Talk:ParseString2List

From Second Life Wiki
Jump to navigation Jump to search

Hi Strife,

you did a really good job with this contribution. I just added a description of this script to 'LSL Script Library' section in Category 'LSL Library', but stumbled over this entry's name.

Why didn't you just name it 'ParseString2List' according to the standard naming conventions for functions?

Greetz --Huney Jewell 04:02, 18 September 2007 (PDT)

Not really sure, was pretty tired by the time I made that contribution. The function naming standard is a bit informal. Seemed like a good idea at the time... which was after having spent many hours on a jet. I wrote it and posted it while I should have been packing for my trip last week, thanks for putting it in the library. -- Strife Onizuka 21:22, 18 September 2007 (PDT)

Strife, maybe you misunderstood. What I'd like to say, is just concerning the name of this entry (not it's function): 'Parse String To List' instead of 'ParseString2List' as usual for LSL Functions.

Greetz --Huney Jewell 01:39, 19 September 2007 (PDT)

Ah. In that Light it seems like a good idea to sync them.
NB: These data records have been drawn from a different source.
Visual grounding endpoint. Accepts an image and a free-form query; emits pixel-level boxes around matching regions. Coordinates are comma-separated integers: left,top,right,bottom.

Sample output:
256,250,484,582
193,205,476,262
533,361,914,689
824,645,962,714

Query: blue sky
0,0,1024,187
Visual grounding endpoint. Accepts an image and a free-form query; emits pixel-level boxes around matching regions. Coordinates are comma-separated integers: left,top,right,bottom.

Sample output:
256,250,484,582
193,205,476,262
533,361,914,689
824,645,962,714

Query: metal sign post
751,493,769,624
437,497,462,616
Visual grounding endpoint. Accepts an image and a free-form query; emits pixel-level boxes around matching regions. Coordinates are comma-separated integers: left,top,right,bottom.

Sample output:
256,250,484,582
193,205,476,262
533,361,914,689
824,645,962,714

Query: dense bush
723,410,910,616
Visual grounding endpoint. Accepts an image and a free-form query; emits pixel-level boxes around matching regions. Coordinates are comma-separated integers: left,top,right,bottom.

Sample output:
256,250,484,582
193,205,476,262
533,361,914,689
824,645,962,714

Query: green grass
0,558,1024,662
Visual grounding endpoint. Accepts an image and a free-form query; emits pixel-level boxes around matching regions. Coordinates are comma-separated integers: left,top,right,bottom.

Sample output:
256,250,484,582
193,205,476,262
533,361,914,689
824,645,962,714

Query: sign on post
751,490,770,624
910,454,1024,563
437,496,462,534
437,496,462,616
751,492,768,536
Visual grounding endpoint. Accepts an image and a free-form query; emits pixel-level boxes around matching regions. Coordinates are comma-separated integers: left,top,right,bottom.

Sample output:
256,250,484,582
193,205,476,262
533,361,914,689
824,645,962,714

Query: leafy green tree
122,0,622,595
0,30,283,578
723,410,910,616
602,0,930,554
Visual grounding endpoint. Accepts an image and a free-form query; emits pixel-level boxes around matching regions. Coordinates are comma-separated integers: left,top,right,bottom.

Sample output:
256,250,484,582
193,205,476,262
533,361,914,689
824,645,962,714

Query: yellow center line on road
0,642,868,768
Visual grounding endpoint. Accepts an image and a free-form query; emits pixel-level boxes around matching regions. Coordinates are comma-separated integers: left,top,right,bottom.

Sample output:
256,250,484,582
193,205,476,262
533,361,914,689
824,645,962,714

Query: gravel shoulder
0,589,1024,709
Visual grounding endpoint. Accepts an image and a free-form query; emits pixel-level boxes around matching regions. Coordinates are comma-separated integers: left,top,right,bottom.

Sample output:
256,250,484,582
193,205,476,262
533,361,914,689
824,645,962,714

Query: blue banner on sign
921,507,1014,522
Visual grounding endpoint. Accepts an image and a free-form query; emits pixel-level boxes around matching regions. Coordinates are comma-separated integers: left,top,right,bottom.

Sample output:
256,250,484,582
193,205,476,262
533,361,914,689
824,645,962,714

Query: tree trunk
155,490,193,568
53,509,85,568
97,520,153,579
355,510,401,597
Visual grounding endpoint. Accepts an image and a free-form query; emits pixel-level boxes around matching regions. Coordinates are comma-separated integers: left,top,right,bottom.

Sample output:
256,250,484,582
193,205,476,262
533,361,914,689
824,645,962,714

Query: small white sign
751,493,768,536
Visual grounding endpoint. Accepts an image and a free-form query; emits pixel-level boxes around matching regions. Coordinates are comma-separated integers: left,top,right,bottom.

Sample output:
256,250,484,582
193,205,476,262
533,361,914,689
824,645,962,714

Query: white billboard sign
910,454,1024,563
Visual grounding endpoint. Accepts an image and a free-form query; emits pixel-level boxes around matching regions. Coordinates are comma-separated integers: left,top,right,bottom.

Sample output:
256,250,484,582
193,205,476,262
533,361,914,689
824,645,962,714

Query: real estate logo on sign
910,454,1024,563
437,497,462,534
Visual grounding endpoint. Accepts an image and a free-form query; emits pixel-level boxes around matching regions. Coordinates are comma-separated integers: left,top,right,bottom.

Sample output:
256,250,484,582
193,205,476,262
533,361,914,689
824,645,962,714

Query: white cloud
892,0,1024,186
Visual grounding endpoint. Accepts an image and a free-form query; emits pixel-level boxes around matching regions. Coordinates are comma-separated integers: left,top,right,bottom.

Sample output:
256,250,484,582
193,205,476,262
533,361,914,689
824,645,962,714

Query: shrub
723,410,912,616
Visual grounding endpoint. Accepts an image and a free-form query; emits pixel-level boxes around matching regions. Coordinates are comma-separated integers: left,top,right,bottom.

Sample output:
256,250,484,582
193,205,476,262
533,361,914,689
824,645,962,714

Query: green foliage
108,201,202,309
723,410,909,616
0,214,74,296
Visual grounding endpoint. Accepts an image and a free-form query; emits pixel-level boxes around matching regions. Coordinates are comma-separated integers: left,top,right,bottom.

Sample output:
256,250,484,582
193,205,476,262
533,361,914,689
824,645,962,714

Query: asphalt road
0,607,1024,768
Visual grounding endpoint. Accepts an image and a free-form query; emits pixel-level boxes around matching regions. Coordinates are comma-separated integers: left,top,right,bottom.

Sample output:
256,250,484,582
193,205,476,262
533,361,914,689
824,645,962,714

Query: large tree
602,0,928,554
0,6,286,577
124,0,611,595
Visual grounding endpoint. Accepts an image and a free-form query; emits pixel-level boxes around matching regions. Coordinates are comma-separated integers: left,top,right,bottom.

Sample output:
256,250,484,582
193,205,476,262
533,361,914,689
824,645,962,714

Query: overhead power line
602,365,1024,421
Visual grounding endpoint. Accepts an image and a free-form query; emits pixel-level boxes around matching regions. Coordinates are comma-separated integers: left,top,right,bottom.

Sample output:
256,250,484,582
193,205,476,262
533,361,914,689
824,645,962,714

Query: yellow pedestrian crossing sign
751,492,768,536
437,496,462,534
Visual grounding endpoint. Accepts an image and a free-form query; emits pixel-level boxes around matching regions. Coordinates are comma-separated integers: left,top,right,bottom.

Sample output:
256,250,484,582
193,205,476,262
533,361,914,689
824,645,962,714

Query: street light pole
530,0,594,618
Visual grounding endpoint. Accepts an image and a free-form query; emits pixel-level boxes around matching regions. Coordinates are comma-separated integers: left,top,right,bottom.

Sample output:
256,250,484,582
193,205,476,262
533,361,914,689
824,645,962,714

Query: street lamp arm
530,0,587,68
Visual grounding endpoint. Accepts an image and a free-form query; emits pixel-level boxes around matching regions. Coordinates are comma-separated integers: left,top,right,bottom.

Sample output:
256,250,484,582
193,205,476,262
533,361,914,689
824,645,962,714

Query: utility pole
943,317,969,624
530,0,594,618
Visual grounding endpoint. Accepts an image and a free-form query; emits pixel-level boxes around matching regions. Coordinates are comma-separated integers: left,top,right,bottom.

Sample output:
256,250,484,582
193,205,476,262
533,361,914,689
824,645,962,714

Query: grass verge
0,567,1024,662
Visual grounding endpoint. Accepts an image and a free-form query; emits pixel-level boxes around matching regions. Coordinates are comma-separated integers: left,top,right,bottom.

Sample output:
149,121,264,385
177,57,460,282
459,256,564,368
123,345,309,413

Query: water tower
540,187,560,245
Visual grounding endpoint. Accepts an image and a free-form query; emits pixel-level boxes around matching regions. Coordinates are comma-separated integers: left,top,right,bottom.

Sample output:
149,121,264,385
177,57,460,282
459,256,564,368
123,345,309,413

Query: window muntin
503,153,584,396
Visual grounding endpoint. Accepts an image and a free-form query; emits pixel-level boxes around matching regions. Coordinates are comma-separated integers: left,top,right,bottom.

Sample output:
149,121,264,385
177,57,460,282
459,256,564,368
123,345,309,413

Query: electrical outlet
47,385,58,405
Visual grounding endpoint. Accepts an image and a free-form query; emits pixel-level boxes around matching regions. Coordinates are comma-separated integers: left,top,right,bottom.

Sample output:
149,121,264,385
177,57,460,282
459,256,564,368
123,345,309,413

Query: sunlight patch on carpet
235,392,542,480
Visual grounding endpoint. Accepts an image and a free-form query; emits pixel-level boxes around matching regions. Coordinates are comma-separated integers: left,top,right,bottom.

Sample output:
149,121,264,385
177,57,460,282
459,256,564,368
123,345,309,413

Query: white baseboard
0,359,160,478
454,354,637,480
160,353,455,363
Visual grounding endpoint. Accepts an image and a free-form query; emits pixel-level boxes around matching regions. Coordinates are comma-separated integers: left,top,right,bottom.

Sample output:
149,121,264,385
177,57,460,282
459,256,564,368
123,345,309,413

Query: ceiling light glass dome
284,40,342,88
I'll move the pages. -- Strife Onizuka 11:04, 19 September 2007 (PDT)

Optimized

I wrote an optimized version for kicks, it should work but I haven't tested it yet. -- Strife Onizuka

Tested and posting on main page. -- Strife Onizuka 16:29, 19 September 2007 (PDT)

How it works

Here is a break down of how this function works (the source is highly optimized and obscures the methods used)

Steps
  1. Set the initial value of index to the first character in the string.
  2. Generate a list that contains the first occurrence of each separator and spacer (along with a pointer back to the spacer/separator).
  3. Sort the list by first occurrence.
  4. Pop the first item off the list. If the occurrence is before index goto Step 7
  5. Add the preceding non-spacer/separator text to the output list. If it is a spacer, add the spacer to the output list too.
  6. Advance the index pointer to the first character after the spacer/separator.
  7. Find the next occurrence of the spacer/separator and if it exists push it onto the far end of the list.
  8. Goto step 3 if spacer/separator occurrence list is not empty.
  9. Return the output list with the addition of any remaining text
Optimizations
  • Instead of using a strided list containing the spacer/separator and an integer we use just a single integer. The low bits are the index of the spacer/separator, the high bits are the occurrence position. This has the added benefit that it solves the problem of ensuring the proper behavior when collisions happen. The low bits restore the original order when collisions occur.
  • While it would be easy to add a special loop for the purpose of checking the following entries in the list to see if their occurrence indexes are now invalid (due to being less than index) it would require more code. The runtime speed gained needs to be balanced against the size requirements of the code.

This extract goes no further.